Der Weltmeister ist gefragt, «nachdem wir die WM gewonnen hatten, flogen wir zur Pressekonferenz in die Türkei, noch am selben Tag ging es weiter nach Italien», erzählte der 18-fache Laufsieger SPEEDWEEK.com. «Nach der EICMA flog ich nach London – danach sagte ich, dass ich gerne mal nach Hause würde. Wir hatten dann in der Türkei nur eine kleine Feier, Motorsport ist in der Türkei nicht berühmt, die Fans interessieren sich nur für Fußball.»
In den Wochen darauf folgten weitere Ehren und Pflichten, die für den 25-Jährigen nicht selbstverständlich waren. «Ich war in einigen TV-Shows, was ich normal nicht mag. Das ist nicht mein Stil mit den ganzen Kameras und dem vielen Gerede. Ich arbeite an und auf der Rennstrecke, abseits davon will ich entspannen. An guten Tagen mag ich die Kamera, an schlechten nicht.»

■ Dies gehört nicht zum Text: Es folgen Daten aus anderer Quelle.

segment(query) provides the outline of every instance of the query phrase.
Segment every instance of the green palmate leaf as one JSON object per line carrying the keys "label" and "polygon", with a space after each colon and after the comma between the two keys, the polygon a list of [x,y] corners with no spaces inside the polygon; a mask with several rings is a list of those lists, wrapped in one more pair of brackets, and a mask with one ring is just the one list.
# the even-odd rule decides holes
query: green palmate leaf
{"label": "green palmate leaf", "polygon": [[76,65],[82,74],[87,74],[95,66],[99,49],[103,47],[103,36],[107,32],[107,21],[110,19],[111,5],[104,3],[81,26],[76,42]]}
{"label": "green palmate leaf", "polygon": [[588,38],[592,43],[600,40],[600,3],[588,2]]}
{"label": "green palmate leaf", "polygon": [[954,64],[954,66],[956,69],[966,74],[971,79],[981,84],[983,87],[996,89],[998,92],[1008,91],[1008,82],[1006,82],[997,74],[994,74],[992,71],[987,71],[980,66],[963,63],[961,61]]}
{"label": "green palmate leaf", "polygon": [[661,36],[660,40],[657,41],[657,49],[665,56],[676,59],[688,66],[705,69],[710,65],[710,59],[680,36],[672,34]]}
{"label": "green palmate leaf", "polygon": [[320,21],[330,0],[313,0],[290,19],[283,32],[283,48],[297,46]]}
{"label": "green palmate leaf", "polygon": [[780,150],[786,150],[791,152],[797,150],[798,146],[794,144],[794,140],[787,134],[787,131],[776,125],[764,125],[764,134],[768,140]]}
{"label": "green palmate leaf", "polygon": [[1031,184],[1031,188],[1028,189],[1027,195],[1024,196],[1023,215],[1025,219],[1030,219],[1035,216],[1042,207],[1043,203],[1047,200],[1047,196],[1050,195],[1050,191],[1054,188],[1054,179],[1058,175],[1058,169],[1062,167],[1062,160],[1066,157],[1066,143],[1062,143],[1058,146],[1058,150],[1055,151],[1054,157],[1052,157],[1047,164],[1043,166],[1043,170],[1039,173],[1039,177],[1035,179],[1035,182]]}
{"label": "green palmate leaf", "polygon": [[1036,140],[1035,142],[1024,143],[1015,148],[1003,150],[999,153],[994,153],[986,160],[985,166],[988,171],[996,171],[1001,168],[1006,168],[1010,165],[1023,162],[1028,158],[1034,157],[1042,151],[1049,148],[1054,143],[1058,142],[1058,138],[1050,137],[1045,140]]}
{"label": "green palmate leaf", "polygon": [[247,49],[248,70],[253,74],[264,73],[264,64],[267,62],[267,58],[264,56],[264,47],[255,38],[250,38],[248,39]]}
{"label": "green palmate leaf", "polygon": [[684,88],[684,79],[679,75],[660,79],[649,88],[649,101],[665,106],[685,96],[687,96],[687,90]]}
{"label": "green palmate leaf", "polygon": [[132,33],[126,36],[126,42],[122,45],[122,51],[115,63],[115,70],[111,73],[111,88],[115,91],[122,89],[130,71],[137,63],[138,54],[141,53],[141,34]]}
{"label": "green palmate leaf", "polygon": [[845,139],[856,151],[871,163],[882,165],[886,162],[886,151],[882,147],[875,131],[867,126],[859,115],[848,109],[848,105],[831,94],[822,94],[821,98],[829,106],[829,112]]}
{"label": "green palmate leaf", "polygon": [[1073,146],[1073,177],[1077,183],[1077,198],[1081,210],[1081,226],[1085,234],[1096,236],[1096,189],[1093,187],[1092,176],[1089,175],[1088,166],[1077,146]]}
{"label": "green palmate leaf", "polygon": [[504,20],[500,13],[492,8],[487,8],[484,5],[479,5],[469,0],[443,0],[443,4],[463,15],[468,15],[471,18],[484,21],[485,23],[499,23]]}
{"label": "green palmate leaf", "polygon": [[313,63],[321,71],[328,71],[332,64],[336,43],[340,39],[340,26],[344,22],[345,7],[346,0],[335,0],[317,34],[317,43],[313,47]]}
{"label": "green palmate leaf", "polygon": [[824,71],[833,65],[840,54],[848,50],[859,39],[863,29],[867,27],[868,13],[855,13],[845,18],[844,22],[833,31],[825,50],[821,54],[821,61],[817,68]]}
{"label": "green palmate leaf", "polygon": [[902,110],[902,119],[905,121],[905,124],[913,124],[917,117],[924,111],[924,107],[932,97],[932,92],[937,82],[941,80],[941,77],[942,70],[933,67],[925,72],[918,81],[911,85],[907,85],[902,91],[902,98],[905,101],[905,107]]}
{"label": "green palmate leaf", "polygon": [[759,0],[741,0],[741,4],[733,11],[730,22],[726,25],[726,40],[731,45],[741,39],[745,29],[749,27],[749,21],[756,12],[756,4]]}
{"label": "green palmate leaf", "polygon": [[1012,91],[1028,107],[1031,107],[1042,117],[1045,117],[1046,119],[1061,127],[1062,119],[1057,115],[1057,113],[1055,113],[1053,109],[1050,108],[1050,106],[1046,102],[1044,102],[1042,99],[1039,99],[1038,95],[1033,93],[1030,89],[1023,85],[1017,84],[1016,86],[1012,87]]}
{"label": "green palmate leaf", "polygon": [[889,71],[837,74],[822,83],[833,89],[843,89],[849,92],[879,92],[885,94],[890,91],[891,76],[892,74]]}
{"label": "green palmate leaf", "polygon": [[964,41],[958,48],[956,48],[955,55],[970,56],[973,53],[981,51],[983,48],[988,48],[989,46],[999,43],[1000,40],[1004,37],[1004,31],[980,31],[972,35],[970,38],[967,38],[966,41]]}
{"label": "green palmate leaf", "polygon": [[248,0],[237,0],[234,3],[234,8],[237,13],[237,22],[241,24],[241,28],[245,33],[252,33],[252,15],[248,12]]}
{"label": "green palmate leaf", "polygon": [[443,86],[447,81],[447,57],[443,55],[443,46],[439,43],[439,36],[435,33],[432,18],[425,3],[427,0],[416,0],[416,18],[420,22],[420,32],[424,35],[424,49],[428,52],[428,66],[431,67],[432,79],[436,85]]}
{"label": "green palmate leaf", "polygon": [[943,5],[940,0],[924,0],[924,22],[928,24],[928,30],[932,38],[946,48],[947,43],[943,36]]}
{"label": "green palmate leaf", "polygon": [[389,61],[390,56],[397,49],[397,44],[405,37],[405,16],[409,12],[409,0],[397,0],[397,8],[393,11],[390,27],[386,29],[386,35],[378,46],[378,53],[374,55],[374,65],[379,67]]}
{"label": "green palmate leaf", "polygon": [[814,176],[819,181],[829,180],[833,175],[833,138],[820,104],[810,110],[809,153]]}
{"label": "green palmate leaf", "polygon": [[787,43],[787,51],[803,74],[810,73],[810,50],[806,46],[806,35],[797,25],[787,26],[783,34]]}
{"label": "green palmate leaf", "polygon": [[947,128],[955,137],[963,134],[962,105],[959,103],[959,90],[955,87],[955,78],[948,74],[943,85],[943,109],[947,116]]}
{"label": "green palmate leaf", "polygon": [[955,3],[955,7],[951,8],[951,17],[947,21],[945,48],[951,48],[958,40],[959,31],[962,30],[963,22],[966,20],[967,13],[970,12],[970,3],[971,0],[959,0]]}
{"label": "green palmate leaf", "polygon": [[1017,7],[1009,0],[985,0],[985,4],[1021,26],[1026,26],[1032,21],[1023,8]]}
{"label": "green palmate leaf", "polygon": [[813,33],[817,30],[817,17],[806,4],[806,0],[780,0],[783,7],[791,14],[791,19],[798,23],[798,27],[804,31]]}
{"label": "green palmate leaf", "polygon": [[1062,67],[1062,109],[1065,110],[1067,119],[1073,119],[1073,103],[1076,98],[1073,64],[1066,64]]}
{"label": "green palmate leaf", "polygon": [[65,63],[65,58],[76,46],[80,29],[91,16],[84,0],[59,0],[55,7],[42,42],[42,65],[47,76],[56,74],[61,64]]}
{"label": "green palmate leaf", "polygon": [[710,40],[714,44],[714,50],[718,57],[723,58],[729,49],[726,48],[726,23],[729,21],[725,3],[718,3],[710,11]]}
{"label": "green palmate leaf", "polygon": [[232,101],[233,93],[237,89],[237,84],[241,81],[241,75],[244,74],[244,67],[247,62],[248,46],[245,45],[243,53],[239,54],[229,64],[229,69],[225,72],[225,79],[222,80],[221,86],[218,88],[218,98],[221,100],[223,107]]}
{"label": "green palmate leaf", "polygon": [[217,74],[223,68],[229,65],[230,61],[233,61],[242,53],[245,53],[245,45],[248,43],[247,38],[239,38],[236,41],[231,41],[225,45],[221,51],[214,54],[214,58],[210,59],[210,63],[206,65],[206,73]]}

Sehr speziell war das Treffen mit dem türkischen Präsidenten Erdogan. «Wir gingen zusammen zu Kenans Kartstrecke», schilderte Toprak. «Unser Präsident traf sich zuvor mit den Präsidenten von Russland und der Ukraine und sprach über den Krieg, deshalb mussten wir drei Stunden auf ihn warten. Das war ein schöner Tag, Kenan hatte seinen Sohn dabei. Das war das erste Mal, dass ich unseren Präsidenten traf, er fuhr sogar mit dem Kart. Das war seltsam, erst sprach er mit Russland und der Ukrainer über die großen Probleme, dann kam er zu uns.»
Dass er bei einem Rennen über die 5169 Meter lange Canakkale-1915-Hängebrücke in der Türkei mit einem 1000 PS starken Ferrari SF90 gegen Sofuoglu auf einer Kawasaki H2R mit Kompressoraufladung verlor, ertrug er mit Fassung. «Kenan hatte alles so vorbereitet, dass er gewinnt», grinste Razgatlioglu beim Treffen mit SPEEDWEEK.com. «Er hat sich für das Motorrad entschieden – weil das schneller ist. Ich saß im Auto. Wenn ich bei so einem Rennen eines Tages das Motorrad fahre, dann gewinne ich. Kenan hatte das mit dem Video organisiert, also musste er auch gewinnen. Wäre das Auto schneller gewesen, hätte er im Auto gesessen. Das Rennen war echt, wir fuhren nicht mit Halbgas.»
Anlässlich seines Titelgewinns leistete sich Toprak auch einen neuen Sportwagen: «Jetzt habe ich einen Audi R8, davor hatte ich einen Lamborghini Huracan. Ich gebe mein ganzes Geld immer gleich aus. Das war schon immer so: Wenn ich ein Rennen gewonnen habe, kaufte ich mir etwas. Jetzt versuche ich, mein Geld etwas zusammenzuhalten.»